Cum Pane

Di seguito tre capitoli estratti dal racconto “Cum Pane” di Margherita de Simone


CUM PANE

Io sono mio padre. La sua voglia di mattino. L’insofferenza alle folle. La fame d’infinito. Il talento che ha voracità di dire. La libertà, che spesso cade dentro le tagliole della solitudine. L’insofferenza , sentita necessaria, all’età e agli schemi. Attuarne la dimenticanza. La lotta riluttante fra sentimento e fuga. L’asimmetria del vivere. L’insaziabilità di colore. L’ammirazione stupita per la natura. L’estorsione perseguita, nel tentativo costante per trafugarne le tinte. Fermarle su tele, affrancandosi dalle stagioni.

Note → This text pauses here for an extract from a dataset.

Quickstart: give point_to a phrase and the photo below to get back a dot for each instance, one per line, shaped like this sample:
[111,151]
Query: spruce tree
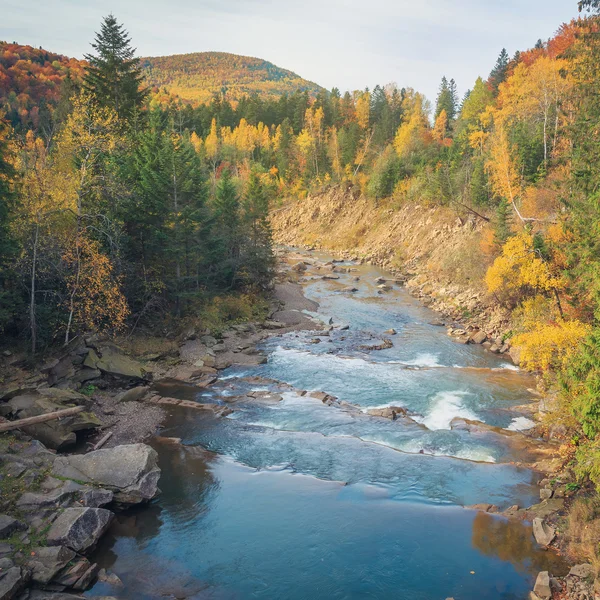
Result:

Io sono mia madre. La sua fantasia. L’amore per la comunicazione. La venerazione per le parole. La lussuria della scrittura. L’indipendenza sotto chiave. La melanconia. Che si veste da autogoverno dilaniato. E s’ammanta di quel nero che resta dolce, per somigliare all’oblio, sulle ali di una leggera tristezza, che annega nel profondo di una pace introspettiva.

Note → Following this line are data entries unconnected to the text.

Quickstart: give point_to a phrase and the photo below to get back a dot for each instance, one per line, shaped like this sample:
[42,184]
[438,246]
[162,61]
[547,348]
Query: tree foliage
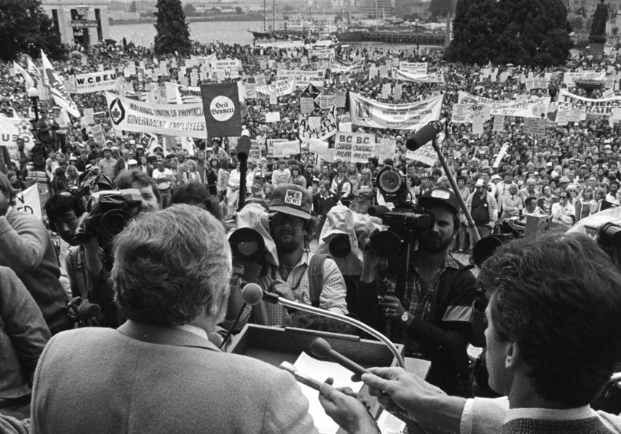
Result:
[440,8]
[173,33]
[24,28]
[522,32]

Quell’ ondeggiare, con cui s’inonda di gramaglia, gli artisti, e che svela e che scherma tutti quegli aspetti che sfuggono agli audaci e agli irruenti. Quell’amarezza, serbata come tesoro o come nel custodito di prigione. Il pensiero e il suo potenziale. Il buon gusto e l’ estetica. L’autonomia ambita e d’universo. Il rispetto e la tolleranza per chi passa accanto. Il dovere di un tempo che va diviso fra lavoro e riposo. L’ordine che ha permesso le mie trasgressioni.

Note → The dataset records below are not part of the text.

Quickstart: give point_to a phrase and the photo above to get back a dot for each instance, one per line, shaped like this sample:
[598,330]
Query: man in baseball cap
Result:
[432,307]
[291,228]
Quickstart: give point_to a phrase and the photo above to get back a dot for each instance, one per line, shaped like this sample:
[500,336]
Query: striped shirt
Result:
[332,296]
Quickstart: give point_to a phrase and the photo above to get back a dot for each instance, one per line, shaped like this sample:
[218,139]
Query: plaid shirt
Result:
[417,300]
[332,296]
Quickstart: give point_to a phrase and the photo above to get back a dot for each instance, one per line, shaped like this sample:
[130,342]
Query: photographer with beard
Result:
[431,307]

Io sono il conflitto di entrambi. E il loro compendio. La strada sbagliata. E l’imponderabile. Sono chi scrive di loro. Insospettabile cronista. Sono il loro postumo, in uno sconcertato anticipo. Sono chi ne narra prima che spariscano. Sono una voce che ne può riferire.

Sono chi mi ha conosciuto. Le parole che ho detto, perché mi si ricordasse. I sorrisi che ho cercato di salvare o di provocare.. E ciò che ho cercato d’essere, tendendo a divenire quell’obolo di essenza che ognuno dovrebbe sentire, che dovrebbe sempre spendere, che oltre i confini del sé, dovrebbe trasferire.

Sono nata per caso. Nel senso che, proprio il mio arrivo non era stato disposto, ma neanche regolarizzato o consentito.

Mia madre aveva solo sedici anni, quando m’ha partorito.


Mio padre qualcuno in più, ma io sono diventata chi, ha impresso una virata spaventosa e repentina

alla sua vita. Io l’ho reso prima padre e poi, e per questo, anche di colpo un marito, prima che lo potesse scegliere o rifiutare. Io che sono diventata la primogenita di quattro fratelli, e che così sono anche chi , è diventata la stura, ad una prole numerosa e non prevista.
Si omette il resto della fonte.